First of all, this book is very long. I have read its ePub version, but the printed version is 1016 pages long. It has 40 chapters and tells many topics in details. However, I would like to tell you why I didn’t like it in the first place. The book tells about Objective-C language internals, iOS/Cocoa Framework internals very detailed. It is not designed in a cookbook or tutorial fashion. Instead, it tells you how the language works. I wish it would teach me “how to get things done” but halfway through the book (and skimmed the rest through the Table of Contents) I learned many details about the language and framework and nothing else at all.
I spent two weeks reading this book and I had almost no hands-on experience at all. The only part you work with Xcode IDE is in Nib chapter building connections with UI and code.

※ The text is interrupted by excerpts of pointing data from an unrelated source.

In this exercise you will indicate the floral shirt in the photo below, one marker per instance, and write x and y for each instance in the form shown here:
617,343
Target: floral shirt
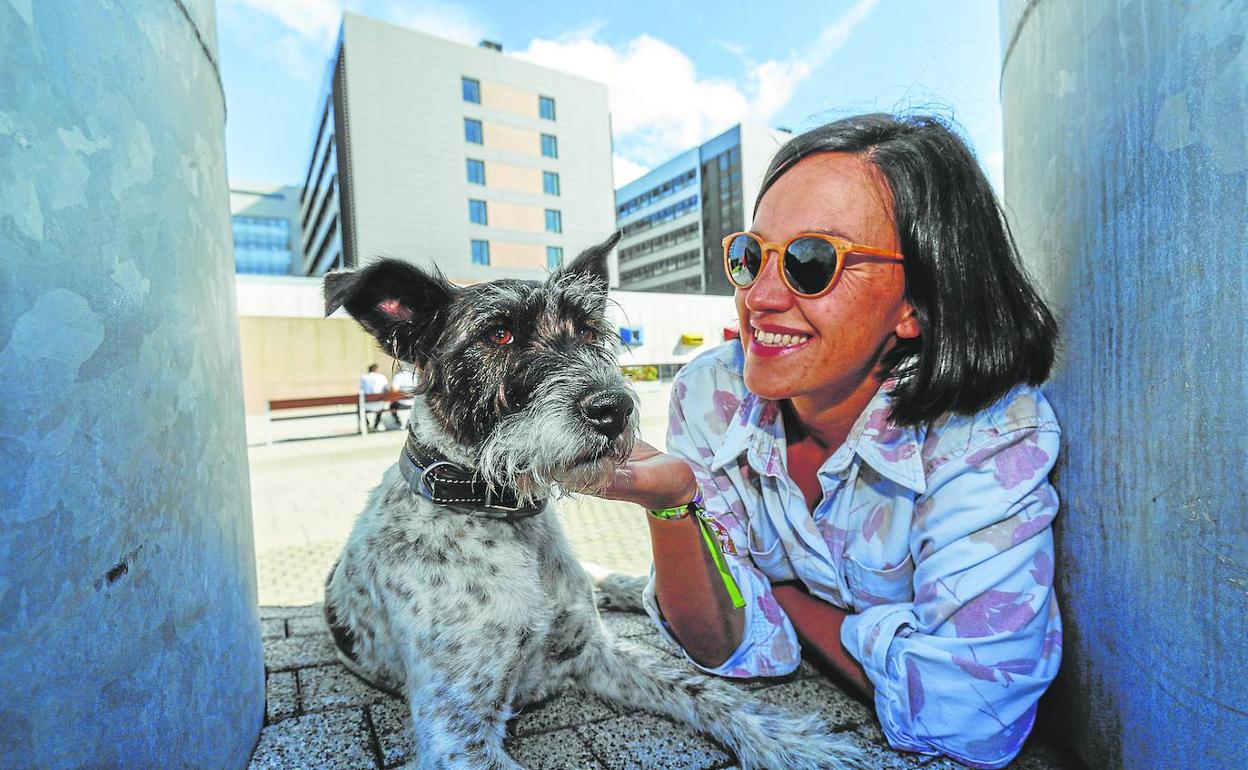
937,539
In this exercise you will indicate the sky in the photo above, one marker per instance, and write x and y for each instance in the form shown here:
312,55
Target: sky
678,71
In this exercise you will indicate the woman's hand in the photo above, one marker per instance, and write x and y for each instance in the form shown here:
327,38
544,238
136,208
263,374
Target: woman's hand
653,479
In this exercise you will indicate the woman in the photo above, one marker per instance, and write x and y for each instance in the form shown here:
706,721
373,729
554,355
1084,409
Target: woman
870,461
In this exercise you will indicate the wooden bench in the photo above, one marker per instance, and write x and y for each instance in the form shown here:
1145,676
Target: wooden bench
356,401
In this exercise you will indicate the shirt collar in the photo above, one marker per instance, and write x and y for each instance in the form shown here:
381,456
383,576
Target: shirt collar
891,451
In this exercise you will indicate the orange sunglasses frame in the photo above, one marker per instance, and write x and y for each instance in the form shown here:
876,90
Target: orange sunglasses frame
841,246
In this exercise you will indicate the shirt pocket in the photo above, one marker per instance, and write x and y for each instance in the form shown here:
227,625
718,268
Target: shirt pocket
766,550
871,587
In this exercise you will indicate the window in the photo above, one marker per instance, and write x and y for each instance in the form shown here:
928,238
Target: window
481,252
549,146
546,107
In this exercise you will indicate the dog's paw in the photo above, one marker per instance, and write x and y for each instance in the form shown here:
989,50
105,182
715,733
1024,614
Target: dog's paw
620,593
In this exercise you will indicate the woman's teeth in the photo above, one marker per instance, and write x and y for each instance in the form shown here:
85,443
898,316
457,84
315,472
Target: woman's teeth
778,341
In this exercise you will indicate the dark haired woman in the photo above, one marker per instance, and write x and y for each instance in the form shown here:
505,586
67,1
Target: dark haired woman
870,461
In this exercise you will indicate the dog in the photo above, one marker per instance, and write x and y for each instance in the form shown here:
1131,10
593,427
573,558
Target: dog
457,589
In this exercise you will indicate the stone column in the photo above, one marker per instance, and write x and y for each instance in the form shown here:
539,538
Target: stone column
129,633
1126,137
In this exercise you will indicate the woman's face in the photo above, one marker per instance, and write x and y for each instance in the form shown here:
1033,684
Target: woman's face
849,328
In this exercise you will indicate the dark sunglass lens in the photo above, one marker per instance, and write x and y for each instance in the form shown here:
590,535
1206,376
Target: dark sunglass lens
809,265
744,258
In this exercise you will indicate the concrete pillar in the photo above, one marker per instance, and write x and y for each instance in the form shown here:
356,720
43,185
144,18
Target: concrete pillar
129,633
1126,139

Instead of telling me about the app architecture, this book would have taught me how to accomplish several common tasks. I don’t know what forced author to follow a bottom-up approach but it is not good in this case.
The book had a lot of parts about manual memory management which is not so crucial in iOS 5 apps (because of automatic reference counting feature). He implies that unnoticeable optimizations are not so important but in the book he wrote quite a long chapter about a deprecated issue. The book, disappointingly, has almost no chapters or tutorials about Storyboard feature iOS 5, which is extremely important.
Author himself does not have any incredible apps on App Store. He previously worked with AppleScript, RealBASIC and Ruby. So I believe this might be the reason underlying the problem of aiming hackers of today. I would expect tutorials, more code examples. I am no frequent programming book reader however this book literally cost me 2 weeks whereas I would be able to learn I need in less than a week from some other cookbook. This book is truly not for saving the day, thus I don’t recommend.